WASHINGTON – Last week, Saint Peter’s University Hospital employees and retirees were notified that the Internal Revenue Service had issued a Private Letter Ruling saying that their pension plan is a “church plan.” If allowed to stand, the ruling will mean that the pension plan will no longer be protected by ERISA (the Employee Retirement Income Security Act, the nation’s landmark pension law), or be backed by the Pension Benefit Guaranty Corporation, which insures most private pension plans. Since the plan is significantly underfunded, the decision jeopardizes the retirement security of everyone in the plan. Church plans do not have to follow federal funding rules and the plans can be stopped at any time, paying participants only the money that is left in the plan.

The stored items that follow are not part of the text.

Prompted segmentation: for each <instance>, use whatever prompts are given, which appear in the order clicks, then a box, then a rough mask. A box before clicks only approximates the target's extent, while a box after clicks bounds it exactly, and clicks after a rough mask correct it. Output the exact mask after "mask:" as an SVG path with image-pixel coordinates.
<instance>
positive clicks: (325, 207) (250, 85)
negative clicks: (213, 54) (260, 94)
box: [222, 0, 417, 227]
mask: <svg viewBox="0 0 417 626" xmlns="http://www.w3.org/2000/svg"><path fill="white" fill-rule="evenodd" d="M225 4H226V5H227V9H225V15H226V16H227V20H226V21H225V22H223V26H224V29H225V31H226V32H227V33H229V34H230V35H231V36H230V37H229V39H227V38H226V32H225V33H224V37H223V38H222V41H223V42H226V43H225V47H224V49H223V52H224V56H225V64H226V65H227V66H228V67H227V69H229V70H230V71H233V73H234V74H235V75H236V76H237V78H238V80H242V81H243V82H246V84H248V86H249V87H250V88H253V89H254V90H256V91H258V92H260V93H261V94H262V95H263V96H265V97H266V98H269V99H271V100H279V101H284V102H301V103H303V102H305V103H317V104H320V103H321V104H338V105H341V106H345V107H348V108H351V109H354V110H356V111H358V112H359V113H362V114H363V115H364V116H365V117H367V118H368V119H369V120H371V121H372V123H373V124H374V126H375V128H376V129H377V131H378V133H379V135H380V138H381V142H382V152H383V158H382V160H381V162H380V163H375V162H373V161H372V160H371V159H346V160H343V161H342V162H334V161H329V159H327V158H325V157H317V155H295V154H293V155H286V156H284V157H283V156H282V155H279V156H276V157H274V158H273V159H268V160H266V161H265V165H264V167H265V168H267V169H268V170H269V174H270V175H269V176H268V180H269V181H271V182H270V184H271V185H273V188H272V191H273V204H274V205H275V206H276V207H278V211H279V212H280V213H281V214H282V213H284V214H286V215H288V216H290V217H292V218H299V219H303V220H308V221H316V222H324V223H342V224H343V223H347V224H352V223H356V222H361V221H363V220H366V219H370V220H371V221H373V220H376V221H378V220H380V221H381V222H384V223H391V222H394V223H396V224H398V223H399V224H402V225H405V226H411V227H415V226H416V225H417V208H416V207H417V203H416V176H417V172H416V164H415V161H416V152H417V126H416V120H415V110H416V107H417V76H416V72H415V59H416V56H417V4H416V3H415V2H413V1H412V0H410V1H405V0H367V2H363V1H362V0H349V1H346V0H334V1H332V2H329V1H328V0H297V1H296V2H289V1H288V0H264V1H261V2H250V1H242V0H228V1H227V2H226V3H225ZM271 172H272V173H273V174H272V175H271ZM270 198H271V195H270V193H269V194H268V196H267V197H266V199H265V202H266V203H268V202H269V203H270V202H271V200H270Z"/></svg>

Below is a statement from Karen Ferguson, director of the Pension Rights Center, which is helping workers and retirees from Saint Peter’s and other religiously-affiliated employers fight efforts to change their ERISA plans to church plans:
We are deeply disappointed that the IRS appears to have issued a church plan ruling to Saint Peter’s Healthcare System (formerly Saint Peter’s University Hospital). The ruling is particularly disappointing since many Saint Peter’s participants had filed comments documenting that their pension plan has been an ERISA plan since January 1, 1974, and had specifically requested the opportunity “to participate in the decision-making procedure by making oral presentations” at an IRS meeting as contemplated by Revenue Procedure 2011-44. No meeting was ever held.
In addition, the private letter ruling (PLR) was issued while litigation is pending that challenges Saint Peter’s contention that it is a church plan.
The IRS has not released the PLR to the public, and is not likely to do so for 90 days. This makes it impossible for the participants or their advocates to challenge the assertions made by Saint Peter’s in its ruling request (submitted under penalty of perjury) or the rationale provided by the IRS.
If the IRS rationale turns out to be similar to that in the most recently issued PLR (PLR 201333024 issued to a religiously-affiliated university for its defined contribution plan), it will reflect a longstanding misreading of the law by the agency.
It will now be for the courts and Congress to determine whether the IRS should be allowed to continue to allow retirement plans that have been ERISA plans for decades to convert to church plan status solely for the purpose of saving money at the expense of the retirement security of their current and former employees.